Suppose we are looking for a target of $200$: $2(10a+d)+11(b+c) = 200$.

Because $200$ is even, $b+c$ must be even (by the criterion from the first part of the question)

We know that $10a+d$ is a number between $0$ and $99$, so $2(10a+d)$ is between $0$ and $198$.

If $2(10a+d)+11(b+c) = 200$, by rearranging we can see $2(10a+d) = 200-11(b+c)$.  So we know that $200-11(b+c)$ is between $0$ and $198$.

By taking multiples of $11$ away from $200$, we can see that this restricts possible values for $b+c$ are $1$, $2$, $3$, $4$, $5$, $6$, $7$, $8$, $9$, $10$, $11$, $12$, $13$, $14$, $15$, $16$, $17$, and $18$. 

But we also know that $b+c$ must be even, so we can only have $b+c$ being $2$, $4$, $6$, $8$, $10$, $12$, $14$, $16$, and $18$.

Because $b+c$ determines the value of $10a+d$ and therefore $a$ and $d$, the number of different solutions where, e.g. $b+c =2$ are the number of different pairs of numbers we can find which add to $2$.

This means that there are a lot of solutions altogether...!


Julian also thought about the different totals between $0$ and $396$ he could make:

Because our total is $2(10a+d)+11(b+c)$, all numbers in the form $2x+11y$ can be made ($0\leq x \leq 99$, $0 \leq y \leq 18$).
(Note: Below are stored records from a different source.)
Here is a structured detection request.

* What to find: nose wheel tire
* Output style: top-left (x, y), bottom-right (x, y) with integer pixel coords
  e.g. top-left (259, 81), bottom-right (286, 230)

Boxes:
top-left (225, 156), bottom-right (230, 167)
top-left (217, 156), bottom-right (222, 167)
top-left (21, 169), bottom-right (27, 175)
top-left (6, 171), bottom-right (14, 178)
The only sums that cannot be made are $1$, $3$, $5$, $7$,
and $9$.

Method: If the number is even, find any multiple of $11$ that is also
even (or if the number is odd, find a multiple of $11$ that is also odd), and is less than or equal to $198$ ($18 \times 11$) but bigger than your number. 
Take the difference between your number and this multiple of $11$, halve it and label the first digit of this number $a$, and the second $d$.

Divide your multiple of $1$1 by $11$ and label this $b+c$. Find any pair of numbers $b$ and $c$
that adds up to your value for $b+c$.
Finally put the numbers in the table like follows:

$a$ $b$
$c$ $d$

and you have a solution.

Well done!

Thank you to everyone who submitted a solution to this problem.